Depending on the output window limit, the first query could be something like: "Summarize this down to its essential details" -- then use that to feed future queries.
Tediously, it would be possible to do this chapter by chapter in order to exceed the output limit building something for future inputs.
Of course, the summary might not fulfill the same functionality as the original source document. YMMV
Can anyone speculate on how G arrived at this price, and perhaps how it contrasts with how OAI arrived at its updated pricing? (realizing it can't be held up directly to GPT x at the moment)
Isn't there retrieval degradation with such a large context size? I would still think that a RAG system on 128K is still better than No Rag + 1M context window, no? (assuming text only)
You don't really use it, right? There's no way to debug if you're doing it like this. Also, the accuracy isn't high, and it can't answer complicated questions, making it quite useless for the cost.
I've been trying to work Gemini 1.5 Pro into our workstream for all kinds of stuff and it is so bad. Unbelievable amount of hallucinations, especially when you introduce video or audio.
I'm not sure I can think of a single use case where a high hallucination tiny multimodal model is practical in most businesses. Without reliability it's just a toy.
> With the release of GPT-4o I'm not clear on why an organization not bound to GCP would pick Gemini.
Price for anything, particularly multimodal tasks that with OpenAI GPT-4o is the cheapest model, that doesn't need GPT-4 quality. GPT-3.5-Turbo — which itself is 1/10 the cost of GPT-4o, is $0.5/1M tokens on input, $1.50/1M on output, with a 16K context window. Gemini 1.5 Flash, for prompts up to 128K, is $0.35/1M tokens on input, and $0.53/1M tokens on output.
For tasks that require multimodality but not GPT-4 smarts (which I think includes a lot of document-processing tasks, for which GPT-4 with Vision and now GPT-4 are magical but pricy), Gemini Flash looks like close to a 95% price cut.
Long context is a little bit different than extra email storage. Having 1 gb of storage instead of 50 mb has essentially no downside to the user experience.
But submitting 1M input tokens instead of 100k input tokens:
- Causes your costs to go up ~10x
- Causes your latency to go up ~10x (or between 1x and 10x)
- Can result in worse answers (especially if the model gets distracted by irrelevant info)
So longer context is great, yes, but it's not a no-brainer like more email storage. It brings costs. And whether those costs are worth it depends on what you're doing.
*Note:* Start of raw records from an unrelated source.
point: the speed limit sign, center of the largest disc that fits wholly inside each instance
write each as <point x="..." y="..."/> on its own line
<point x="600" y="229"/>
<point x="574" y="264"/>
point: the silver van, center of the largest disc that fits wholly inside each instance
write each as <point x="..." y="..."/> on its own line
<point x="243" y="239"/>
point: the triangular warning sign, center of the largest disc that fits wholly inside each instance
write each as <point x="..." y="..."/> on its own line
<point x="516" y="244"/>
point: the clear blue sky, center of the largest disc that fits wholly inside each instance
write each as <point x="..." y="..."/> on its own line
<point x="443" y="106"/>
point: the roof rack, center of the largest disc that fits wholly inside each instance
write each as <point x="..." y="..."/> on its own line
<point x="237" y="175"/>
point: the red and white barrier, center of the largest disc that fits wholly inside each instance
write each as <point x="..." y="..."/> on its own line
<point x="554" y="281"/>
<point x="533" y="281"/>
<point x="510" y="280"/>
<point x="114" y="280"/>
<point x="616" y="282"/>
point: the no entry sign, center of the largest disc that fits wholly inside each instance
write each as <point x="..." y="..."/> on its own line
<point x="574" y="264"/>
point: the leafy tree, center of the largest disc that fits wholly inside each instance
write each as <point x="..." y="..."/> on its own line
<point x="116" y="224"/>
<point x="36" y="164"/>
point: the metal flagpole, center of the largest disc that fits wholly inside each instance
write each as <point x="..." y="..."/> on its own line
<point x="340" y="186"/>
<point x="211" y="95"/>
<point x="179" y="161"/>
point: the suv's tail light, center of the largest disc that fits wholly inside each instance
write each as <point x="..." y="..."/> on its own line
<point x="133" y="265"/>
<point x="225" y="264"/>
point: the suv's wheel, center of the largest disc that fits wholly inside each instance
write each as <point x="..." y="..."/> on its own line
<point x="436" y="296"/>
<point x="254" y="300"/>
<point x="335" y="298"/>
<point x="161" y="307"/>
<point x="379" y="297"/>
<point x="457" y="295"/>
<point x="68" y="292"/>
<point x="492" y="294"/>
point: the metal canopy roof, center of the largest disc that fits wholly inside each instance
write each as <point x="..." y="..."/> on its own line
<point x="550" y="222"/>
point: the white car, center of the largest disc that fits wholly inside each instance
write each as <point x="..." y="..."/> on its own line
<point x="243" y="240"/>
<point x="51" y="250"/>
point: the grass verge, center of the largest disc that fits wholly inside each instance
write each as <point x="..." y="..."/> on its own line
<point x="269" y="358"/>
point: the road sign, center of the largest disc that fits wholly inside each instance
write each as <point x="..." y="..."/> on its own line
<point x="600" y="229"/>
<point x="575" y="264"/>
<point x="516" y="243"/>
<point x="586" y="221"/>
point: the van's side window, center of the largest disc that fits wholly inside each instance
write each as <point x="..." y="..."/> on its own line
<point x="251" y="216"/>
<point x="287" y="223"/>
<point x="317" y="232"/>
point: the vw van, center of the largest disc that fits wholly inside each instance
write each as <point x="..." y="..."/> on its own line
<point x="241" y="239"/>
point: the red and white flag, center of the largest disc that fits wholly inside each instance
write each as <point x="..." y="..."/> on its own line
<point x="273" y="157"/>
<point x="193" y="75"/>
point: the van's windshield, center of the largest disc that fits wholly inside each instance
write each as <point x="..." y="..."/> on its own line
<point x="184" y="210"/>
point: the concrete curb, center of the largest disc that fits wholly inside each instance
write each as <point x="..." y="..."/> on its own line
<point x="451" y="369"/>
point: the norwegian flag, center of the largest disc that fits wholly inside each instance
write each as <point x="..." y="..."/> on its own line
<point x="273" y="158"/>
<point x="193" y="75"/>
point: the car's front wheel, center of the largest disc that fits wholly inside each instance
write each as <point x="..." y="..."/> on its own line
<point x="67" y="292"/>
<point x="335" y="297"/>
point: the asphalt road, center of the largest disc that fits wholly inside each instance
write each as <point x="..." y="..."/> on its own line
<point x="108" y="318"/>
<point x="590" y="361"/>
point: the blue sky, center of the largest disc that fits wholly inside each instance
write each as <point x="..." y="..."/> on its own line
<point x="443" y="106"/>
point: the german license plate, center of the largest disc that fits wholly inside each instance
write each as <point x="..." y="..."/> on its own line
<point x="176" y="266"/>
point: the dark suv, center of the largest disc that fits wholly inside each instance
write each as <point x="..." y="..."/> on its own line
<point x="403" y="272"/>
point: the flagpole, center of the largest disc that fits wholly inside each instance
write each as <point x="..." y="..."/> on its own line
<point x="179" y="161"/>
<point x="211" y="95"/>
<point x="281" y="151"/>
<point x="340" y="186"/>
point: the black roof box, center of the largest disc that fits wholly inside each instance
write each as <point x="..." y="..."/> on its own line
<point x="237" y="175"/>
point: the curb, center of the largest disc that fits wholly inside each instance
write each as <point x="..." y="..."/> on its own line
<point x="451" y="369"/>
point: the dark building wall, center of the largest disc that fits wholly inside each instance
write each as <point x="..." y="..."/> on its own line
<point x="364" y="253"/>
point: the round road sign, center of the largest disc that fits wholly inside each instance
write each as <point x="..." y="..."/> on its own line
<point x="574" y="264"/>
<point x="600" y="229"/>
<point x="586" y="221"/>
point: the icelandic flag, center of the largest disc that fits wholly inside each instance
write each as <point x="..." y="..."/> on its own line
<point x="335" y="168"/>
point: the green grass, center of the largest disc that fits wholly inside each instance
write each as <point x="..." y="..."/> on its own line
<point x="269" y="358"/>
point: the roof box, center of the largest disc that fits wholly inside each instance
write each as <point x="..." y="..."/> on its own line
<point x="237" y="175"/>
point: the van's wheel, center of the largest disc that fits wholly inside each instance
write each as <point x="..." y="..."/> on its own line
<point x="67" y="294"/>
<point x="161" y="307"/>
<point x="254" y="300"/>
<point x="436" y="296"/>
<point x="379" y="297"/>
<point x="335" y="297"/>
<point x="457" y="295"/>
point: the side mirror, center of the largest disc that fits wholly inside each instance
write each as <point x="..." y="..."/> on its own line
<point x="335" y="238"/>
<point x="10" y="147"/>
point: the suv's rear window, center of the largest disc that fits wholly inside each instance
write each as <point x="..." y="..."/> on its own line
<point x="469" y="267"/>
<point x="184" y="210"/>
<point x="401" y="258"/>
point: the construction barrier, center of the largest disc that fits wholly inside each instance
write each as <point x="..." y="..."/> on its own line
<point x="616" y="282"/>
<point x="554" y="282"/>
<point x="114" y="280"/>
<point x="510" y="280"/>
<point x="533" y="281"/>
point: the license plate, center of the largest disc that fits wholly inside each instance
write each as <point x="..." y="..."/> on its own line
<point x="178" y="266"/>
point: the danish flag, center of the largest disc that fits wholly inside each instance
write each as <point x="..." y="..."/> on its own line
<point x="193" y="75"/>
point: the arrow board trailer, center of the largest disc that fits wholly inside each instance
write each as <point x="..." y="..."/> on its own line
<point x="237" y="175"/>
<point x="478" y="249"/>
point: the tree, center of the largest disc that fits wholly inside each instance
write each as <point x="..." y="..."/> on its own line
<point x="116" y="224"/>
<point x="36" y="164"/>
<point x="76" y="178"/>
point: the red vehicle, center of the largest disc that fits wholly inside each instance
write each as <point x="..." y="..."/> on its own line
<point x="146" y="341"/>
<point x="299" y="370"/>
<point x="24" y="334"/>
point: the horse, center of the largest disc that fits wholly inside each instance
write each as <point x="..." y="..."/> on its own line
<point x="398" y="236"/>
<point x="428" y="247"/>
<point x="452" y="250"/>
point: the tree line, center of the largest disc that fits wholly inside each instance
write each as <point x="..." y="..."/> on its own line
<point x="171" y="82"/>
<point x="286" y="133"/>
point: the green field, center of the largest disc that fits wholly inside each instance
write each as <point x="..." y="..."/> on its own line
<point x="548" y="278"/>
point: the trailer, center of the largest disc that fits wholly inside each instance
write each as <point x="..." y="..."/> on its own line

E.g. I want to send an entire code base in a context. It might not fit into 128k.
Filtering down is a complex task by itself. It's much easier to call a single API.
Regarding quality of responses, I've seen both disappointing and brilliant responses from Gemini. Do maybe worth trying. But it will probably take several iterations until it can be relied upon.
Not bad compared to rolling your own, but among frontier models the main competitive differentiator was native multimodality. With the release of GPT-4o I'm not clear on why an organization not bound to GCP would pick Gemini. 128k context (4o) is fine unless you're processing whole books/movies at once. Is anyone doing this at scale in a way that can't be filtered down from 1M to 100k?